Desde cuando mengua el coraje popular, ese que la penuria no alcanza a disminuir durante el año 2016 y es apuesta de buena fe por un horizonte prometedor, los venezolanos nos encontramos como suspendidos en el aire, en total oscuridad; conscientes de lo que viene al cesar el rugir de los motores de nuestra vida cotidiana, hecha hilachas.
En los días recientes, palmaria la burla mordaz que deja al descubierto la Mesa de Diálogo entre el régimen y la oposición institucional –aquel gozando con sarcasmo de su trastada y esta intentando explicar lo inexplicable, pues frisa 17 años de cortesanía política sin resultados– la gente, la de a pie, camina como zombis, sin rumbo cierto.

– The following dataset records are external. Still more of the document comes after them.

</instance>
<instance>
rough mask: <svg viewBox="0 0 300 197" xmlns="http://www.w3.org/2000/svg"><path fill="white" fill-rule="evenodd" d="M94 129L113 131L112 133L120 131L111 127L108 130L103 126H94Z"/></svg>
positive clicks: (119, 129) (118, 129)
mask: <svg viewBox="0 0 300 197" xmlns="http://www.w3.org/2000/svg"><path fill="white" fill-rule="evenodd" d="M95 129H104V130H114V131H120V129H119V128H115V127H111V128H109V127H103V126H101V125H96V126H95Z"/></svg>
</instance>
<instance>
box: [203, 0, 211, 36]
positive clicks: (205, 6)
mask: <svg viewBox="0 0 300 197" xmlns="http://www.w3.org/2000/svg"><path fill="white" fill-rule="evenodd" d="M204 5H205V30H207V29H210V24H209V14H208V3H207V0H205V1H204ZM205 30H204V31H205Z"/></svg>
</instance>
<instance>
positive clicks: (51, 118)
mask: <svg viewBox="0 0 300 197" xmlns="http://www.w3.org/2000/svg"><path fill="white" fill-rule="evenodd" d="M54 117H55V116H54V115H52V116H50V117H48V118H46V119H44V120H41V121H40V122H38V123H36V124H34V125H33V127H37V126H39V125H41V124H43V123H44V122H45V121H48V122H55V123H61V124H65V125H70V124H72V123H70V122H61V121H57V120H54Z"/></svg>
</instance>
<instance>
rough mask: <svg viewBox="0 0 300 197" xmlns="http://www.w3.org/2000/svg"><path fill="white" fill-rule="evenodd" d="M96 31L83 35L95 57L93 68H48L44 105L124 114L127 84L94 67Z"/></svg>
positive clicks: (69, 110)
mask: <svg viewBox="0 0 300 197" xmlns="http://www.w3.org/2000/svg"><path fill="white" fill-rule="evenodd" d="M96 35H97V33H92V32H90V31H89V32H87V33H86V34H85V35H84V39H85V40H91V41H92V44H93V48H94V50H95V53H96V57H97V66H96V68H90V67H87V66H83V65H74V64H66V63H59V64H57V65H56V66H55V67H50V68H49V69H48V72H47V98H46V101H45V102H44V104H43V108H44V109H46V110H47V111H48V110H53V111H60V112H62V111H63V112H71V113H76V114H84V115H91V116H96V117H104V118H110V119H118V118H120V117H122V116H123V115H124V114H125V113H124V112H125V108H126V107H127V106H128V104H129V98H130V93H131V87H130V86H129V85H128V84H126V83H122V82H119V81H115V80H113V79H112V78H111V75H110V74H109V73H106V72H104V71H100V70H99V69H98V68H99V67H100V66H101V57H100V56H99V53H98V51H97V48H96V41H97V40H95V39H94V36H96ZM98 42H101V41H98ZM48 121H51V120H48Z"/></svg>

Al hombro lleva una pesada valija de papeles sin valor, cuando los reúne o se los vomita algún cajero en mal funcionamiento, buscando adquirir lo que no encuentra y que tampoco puede saldar con inservibles tarjetas bancarias, pues fallan –como en el aéreo de la muerte– todos los puntos de venta electrónicos.
Rasga el alma ver las cotidianas colas que se asemejan a ciempiés aletargados bajo el sol o la lluvia, a la espera de una bolsa de arroz o de harina que no llega, o el llanto ahogado por la impotencia de las madres cuyos infantes caen de sus manos como el agua líquida y por falta de insumos médicos o leche, u observar el vahído de estas en plena vía debido al ayuno impuesto por la corrupción al estilo Lamia, el delito hecho régimen, la violencia mudada en hábito, la helada sangre de las mafias instaladas en los poderes virtuales –por ausentes– de la nación.
¿Qué diferencia hay entre el desquiciado joven copiloto alemán de Lufthansa que estrella su avión contra los Alpes franceses con 150 personas a bordo el pasado año, el piloto de Lamia, quien por imprudencia manifiesta lleva hasta el cadalso a 75 víctimas inocentes, o los conductores de nuestra nave nacional, con 30 millones de habitantes a bordo sitiados por la muerte, el hambre, la escasez, la desesperación, la fractura de sus familias, la pérdida de todo proyecto de vida, para sostener con vida a los secuestradores del futuro?
Creo que ninguna. Todos a uno, narcisos, se miran en sus ombligos, corroídos por la vanidad del poder. Desprecian la otredad, que no sea para ilustrar un Twitter o un Instagram de circunstancia, como el de los generales gobernadores, quienes ahora miran de lado.
Entre tanto, Maduro, capitán de nuestra línea nacional, opta por viajar a la prehistoria para celebrar a quien muere en su cama de La Habana y celebra su obra macabra, elogiado por una generación de intelectuales tan miopes e insensatos como el piloto de la tragedia chapecoense.
Pero los símbolos trágicos en buena hora iluminan en horas de escepticismo. La mirada alegre de los jóvenes futbolistas, registrada y que corre por las redes, cuando cantan sus glorias antes de rendirle gloria a la eternidad, prueba de que la decencia y la bondad, humanamente frágiles, sí existen.